4. Pourquoi l'honorable ministre livre-t-il une personne qui est suspectée de sympathies pour la cause kurde, à un régime qui combat ouvertement les Kurdes par la violence ? Parvient-il à mettre l'extradition d'une personne vers un État réputé pour ses pratiques de tortures, en accord avec sa conscience ?

5. Puis-je conclure que, pour l'honorable ministre, la Turquie respecte les droits de l'homme, et ce, même si les rapports internationaux affirment le contraire ?

6. Les personnes dont il est prouvé qu'elles sont liées à l'organisation terroriste G.I.A. ne sont pas livrées à l'Algérie, parce que l'on sait que ce pays ne se préoccupe guère des droits de l'homme des opposants politiques. Pourquoi l'honorable ministre ne mène-t-il pas une politique similaire à l'égard de la Turquie ?

Réponse : J'ai l'honneur de communiquer à l'honorable membre les informations suivantes.

1. De toutes les personnes qui ont été arrêtées lors du contrôle d'un certain nombre de boulangeries turques, une personne qui avait affirmé lors de sa demande d'asile avoir des sympathies pour le P.K.K., fut éloignée. Cette personne avait introduit une demande d'asile fin 1994. Cette demande d'asile avait été traitée rapidement et refusée comme étant irrecevable et manifestement sans fondement. Après cette décision, l'intéressé a demandé début 1996 un départ volontaire. De cela, on pouvait conclure que l'intéressé, par son retour, ne risquait aucun danger et qu'il pouvait être éloigné.

2 et 3. Dans la politique belge d'asile, le contrôle préventif est d'un intérêt crucial.
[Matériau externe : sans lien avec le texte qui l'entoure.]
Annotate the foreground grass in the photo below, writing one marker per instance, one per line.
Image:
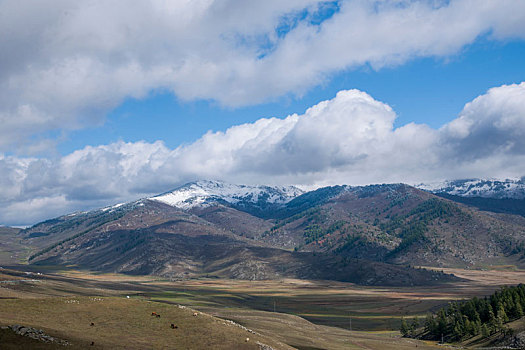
(121, 323)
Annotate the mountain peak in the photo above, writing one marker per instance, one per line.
(486, 188)
(205, 192)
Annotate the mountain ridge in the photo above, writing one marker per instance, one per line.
(258, 232)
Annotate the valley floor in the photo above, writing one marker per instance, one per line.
(283, 314)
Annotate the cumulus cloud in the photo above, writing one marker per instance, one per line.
(64, 64)
(350, 139)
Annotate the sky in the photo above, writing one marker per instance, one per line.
(109, 101)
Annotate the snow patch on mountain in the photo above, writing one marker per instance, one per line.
(509, 188)
(203, 193)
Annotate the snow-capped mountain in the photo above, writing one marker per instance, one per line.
(205, 192)
(510, 188)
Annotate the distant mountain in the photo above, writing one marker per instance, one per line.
(497, 189)
(204, 193)
(498, 196)
(208, 228)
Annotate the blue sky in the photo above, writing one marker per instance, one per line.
(425, 90)
(104, 102)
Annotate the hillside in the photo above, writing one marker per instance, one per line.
(366, 234)
(401, 224)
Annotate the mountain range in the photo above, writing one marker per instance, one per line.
(372, 234)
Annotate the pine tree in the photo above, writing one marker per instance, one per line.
(485, 330)
(404, 328)
(519, 310)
La loi prévoit que, suite à une procédure d'asile dont le but est d'empêcher que des personnes qui seraient persécutées ou risqueraient des persécutions selon les critères prévus par la Convention de Genève, soient éloignées vers le pays où elles risquent ces persécutions.

4. Cette question est sans objet.

5 et 6. Aussi bien dans la politique d'asile que dans la politique d'éloignement, chaque dossier individuel fait l'objet d'une enquête. Au cas par cas, on contrôle si quelqu'un est persécuté ou risque ces persécutions selon les critères prévus par la Convention de Genève et si sa vie ou son intégrité physique est en danger. Ceci est d'un intérêt essentiel. Quand des personnes sont éloignées vers un pays déterminé, cela n'indique nullement que dans ce pays les droits de l'homme soient respectés.